Synergy Scheduler starts with building each tree in the timetable. This information is taken from context.py. For instance, following block instructs scheduler to construct a tree enclosing site yearly, monthly, daily and hourly processes:

TREE_SITE_VERTICAL: _timetable_context_entry(
    tree_name=TREE_SITE_VERTICAL,
    enclosed_processes=[PROCESS_SITE_YEARLY, PROCESS_SITE_MONTHLY, PROCESS_SITE_DAILY, PROCESS_SITE_HOURLY],
    dependent_on=[],
    mx_name=TOKEN_SITE,
    mx_page=MX_PAGE_TRAFFIC),

Each of referenced processes must be declared in the context.py as in the following snippet:

PROCESS_SITE_HOURLY: managed_context_entry(
    process_name=PROCESS_SITE_HOURLY,
    classname='workers.site_hourly_aggregator.SiteHourlyAggregator.start',
    token=TOKEN_SITE,
    time_qualifier=QUALIFIER_HOURLY,
    source=COLLECTION_SINGLE_SESSION,
    sink=COLLECTION_SITE_HOURLY,
    state_machine_name=STATE_MACHINE_CONTINUOUS,
    blocking_type=BLOCKING_NORMAL,
    trigger_frequency='every 600',
    present_on_boxes=['dev.*'])

Above block will start a Scheduler thread that wakes at the trigger_frequency. In presented case, we have SiteHourlyAggregator being triggered every 600 secs (10 min) to sum-up all information for given hourly timeperiod. Supervisor will manage SiteHourlyAggregator on any box with BOX_ID starting with "dev".

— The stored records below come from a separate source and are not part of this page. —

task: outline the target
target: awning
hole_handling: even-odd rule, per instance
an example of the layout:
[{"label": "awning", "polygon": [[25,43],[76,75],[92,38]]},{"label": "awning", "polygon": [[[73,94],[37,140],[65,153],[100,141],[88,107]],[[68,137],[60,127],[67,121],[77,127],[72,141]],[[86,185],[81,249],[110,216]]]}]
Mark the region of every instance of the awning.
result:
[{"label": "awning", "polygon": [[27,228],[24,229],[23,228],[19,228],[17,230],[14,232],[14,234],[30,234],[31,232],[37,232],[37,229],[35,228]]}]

As soon as Scheduler thread, associated with SiteHourlyAggregator, wakes up - it identifies most current timeperiod for this process (i.e. most recent that has not been yet finalized), computes its LOWER and UPPER boundaries (in terms of object in the source table) and either:

  • Fires a new unit_of_work for this timeperiod
    This happens if for given timeperiod there are no associated unit_of_work or they are in STATE_IN_PROGRESS, STATE_PROCESSED, STATE_CANCELED.
  • Updates existing unit_of_work, if its state is STATE_REQUESTED or STATE_INVALID and publishes its ObjectId only to MQ
  • No new unit_of_work are published. This happens if there are no unresolved dependencies and its latest unit_of_work is resolved. Timeperiod is marked as either STATE_PROCESSED or STATE_SKIPPED.

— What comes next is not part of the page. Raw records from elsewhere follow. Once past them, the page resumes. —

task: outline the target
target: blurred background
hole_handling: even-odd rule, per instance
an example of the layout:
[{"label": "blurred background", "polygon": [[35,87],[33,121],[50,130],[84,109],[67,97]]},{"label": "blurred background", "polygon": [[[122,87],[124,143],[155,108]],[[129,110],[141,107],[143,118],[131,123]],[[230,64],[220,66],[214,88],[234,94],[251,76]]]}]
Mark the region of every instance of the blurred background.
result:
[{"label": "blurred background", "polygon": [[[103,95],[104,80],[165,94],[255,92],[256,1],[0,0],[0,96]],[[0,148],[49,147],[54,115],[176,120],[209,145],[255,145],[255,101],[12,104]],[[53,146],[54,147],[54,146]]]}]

Special case is when process is still busy with processing previous unit_of_work and Scheduler sends in new one. In this case process will:

  • Keep processing its current unit_of_work
  • All units of work that were issued by Synergy Scheduler in the meanwhile - are subjects to GarbageCollector life-support time window
    I.e. they can be canceled by Scheduler if they are not processed in 48 hours - thus taking our excessive computational overhead in case of improper Scheduler configuration or underestimated hardware provisioning.
  • Under normal circumstances Synergy Scheduler will issue one new unit_of_work, and will keep updating it until either GarbageCollector marks it as STATE_SKIPPED or it is finally processed.